Rough year for banking sector

Monday December 17 2018


By Gladys Mbwiga @gladysmbwiga

Dar es Salaam. The year 2018 has been rough for the banking sector in the country with the Bank of Tanzania (BoT) closing several banks. The central bank also took administration of some banks due to liquidity and under capitalisation.

The rough situation in the banking sector was never an overnight circumstance; it has been there for several years. However, it started getting worse in January 2018 when the BoT closed down five microfinance institutions by revoking licences after their capital fell below the legal requirement.

The BoT revoked the licences of Covenant Bank, Efatha Bank, Njombe Community Bank, Kagera Farmers’ Cooperative Bank, Mbinga Community Bank and Meru Community Bank.

The decision, according to the statement released by the BoT, states: “The decision came upon determination that the aforesaid banks were critically undercapitalised, hence violating the requirements of the Banking and Financial Institutions Act, 2006 and its regulation.”

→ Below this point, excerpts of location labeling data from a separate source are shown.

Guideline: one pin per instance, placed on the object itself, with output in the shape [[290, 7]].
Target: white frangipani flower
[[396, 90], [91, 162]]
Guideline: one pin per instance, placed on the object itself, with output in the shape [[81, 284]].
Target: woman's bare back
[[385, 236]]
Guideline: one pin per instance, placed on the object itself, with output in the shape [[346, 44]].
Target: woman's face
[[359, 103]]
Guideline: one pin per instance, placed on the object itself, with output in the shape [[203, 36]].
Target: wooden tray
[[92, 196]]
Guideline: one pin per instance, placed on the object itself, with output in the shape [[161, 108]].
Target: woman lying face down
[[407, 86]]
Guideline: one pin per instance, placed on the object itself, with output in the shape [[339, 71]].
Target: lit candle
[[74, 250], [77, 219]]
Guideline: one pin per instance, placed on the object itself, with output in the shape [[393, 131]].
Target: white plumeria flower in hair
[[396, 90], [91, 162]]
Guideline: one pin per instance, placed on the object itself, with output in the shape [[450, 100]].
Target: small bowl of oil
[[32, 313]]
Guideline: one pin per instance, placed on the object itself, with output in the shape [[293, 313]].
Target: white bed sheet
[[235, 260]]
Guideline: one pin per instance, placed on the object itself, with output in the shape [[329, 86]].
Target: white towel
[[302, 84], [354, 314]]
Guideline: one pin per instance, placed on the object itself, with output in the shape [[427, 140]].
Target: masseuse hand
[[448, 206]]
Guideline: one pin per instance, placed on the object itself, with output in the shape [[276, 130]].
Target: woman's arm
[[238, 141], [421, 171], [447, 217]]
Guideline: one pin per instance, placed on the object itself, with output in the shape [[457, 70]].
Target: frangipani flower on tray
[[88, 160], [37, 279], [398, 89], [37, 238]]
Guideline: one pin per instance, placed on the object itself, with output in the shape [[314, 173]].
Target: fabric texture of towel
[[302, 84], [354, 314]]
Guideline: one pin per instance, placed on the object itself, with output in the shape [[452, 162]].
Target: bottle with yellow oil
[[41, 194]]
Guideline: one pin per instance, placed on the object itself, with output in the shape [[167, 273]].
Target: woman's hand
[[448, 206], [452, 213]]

Bank M was also placed under BoT administration in August, becoming the third bank since 2014 as authorities continue to take tough measures to secure the financial sector.

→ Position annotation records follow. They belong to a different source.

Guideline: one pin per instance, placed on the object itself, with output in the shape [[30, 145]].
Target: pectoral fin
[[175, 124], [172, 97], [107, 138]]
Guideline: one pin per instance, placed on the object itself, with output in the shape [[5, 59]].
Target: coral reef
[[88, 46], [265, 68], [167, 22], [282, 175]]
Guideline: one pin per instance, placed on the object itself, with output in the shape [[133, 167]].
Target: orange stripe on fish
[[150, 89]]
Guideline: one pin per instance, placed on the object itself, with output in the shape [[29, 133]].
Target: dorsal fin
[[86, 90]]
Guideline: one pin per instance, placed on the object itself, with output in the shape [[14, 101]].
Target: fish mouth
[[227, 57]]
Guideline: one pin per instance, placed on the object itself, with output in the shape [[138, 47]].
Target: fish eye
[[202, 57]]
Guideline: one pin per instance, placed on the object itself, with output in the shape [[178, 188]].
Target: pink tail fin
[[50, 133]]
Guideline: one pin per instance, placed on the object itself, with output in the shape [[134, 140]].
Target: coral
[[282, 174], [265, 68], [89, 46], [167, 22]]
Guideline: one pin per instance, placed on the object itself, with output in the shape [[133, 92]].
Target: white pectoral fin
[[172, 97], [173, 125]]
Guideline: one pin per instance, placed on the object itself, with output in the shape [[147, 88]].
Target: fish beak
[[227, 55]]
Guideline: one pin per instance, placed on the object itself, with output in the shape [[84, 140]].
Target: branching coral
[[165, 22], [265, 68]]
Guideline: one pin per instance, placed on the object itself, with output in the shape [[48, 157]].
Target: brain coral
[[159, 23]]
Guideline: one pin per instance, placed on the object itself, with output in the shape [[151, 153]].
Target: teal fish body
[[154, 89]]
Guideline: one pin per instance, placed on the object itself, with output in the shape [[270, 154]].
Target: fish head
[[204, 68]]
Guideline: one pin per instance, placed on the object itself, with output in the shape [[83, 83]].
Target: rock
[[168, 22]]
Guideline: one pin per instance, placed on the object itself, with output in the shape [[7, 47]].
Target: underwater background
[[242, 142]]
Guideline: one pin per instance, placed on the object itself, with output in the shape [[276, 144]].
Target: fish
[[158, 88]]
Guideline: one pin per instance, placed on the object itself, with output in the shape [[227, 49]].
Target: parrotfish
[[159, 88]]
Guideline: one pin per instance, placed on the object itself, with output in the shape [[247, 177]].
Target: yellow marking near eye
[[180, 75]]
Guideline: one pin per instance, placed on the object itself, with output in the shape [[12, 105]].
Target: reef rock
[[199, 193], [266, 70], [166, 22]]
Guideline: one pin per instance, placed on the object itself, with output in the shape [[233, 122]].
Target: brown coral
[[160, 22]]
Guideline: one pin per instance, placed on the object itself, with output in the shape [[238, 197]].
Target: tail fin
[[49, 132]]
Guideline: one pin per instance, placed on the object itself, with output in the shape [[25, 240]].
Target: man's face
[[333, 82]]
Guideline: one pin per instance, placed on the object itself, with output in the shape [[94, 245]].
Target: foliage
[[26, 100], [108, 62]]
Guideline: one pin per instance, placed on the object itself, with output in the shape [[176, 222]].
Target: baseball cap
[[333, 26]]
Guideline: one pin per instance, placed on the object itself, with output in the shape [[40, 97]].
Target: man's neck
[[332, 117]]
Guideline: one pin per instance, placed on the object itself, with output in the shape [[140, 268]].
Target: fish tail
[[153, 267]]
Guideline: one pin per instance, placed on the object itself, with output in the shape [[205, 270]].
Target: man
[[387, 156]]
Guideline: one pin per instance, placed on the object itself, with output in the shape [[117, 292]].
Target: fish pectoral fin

The central bank took over the administration of Bank M Tanzania Limited after the regulator realised that the institution was facing serious liquidity issues.

The bank joined the list, which includes FBME and Twiga Bancorp, whose operations were placed under BoT administration.

Twiga Bancorp has since been moved to TPB while FBME was put under administration in 2014.

Twiga Bancorp was merged with the Tanzania Postal Bank (TPB Bank) after one year of BoT management while FBME, which had its licence revoked, is currently facing liquidation after being found guilty of money laundering.

In August, the central bank ordered three state-owned banks namely TPB Bank, Twiga Bancorp and TWB Bank to merge and the banks have already started implementing the directive. The merger is expected to bolster efficiency in their management and get them back to profitability.

The Non Performing Loans (NPLs) of most banks in the country have also been cited as among major reasons that contribute to declining profit margin. With the banking sector struggling with NPLs, in August, introduced revamping measures, which include reduction of discount rate.

The discount is that which is applicable to lending to commercial banks to seven per cent from nine per cent, which took effect from August this year. And things have started looking well for the banking sector as the end of the year draws closer. Most of the banks have recorded positive results for the quarter that ended in September.

This came as a surprise as the banking sector has been struggling with high NPLs since 2016 considering that the second quarter (June 30, 2018) was far from impressive.

According to analysis of the banking sector, results for the period of September conducted by Zan Securities, read: “Loans and advances to customers grew during the period due to decreased lending rates. It seems the decision of the BoT to lower interest rates to seven per cent is starting to bear fruit.”

Many banks recorded strong bottom line growth during the quarter. The only notable exceptions were the National Bank of Commerce Limited, which recorded a de-cline of 162.3 per cent in net income QOQ and Access Bank Tanzania, which posted net income growth of -515.33 per cent.

According to Zan Securities, the banks will have to deal with these challenges effectively if they are to continue performing well.

Tanzania is home to at least 58 commercial banks. The sector’s net profit went down from Sh438 billion in 2015 to Sh423 billion and Sh286 billion in 2016 and 2017, respectively.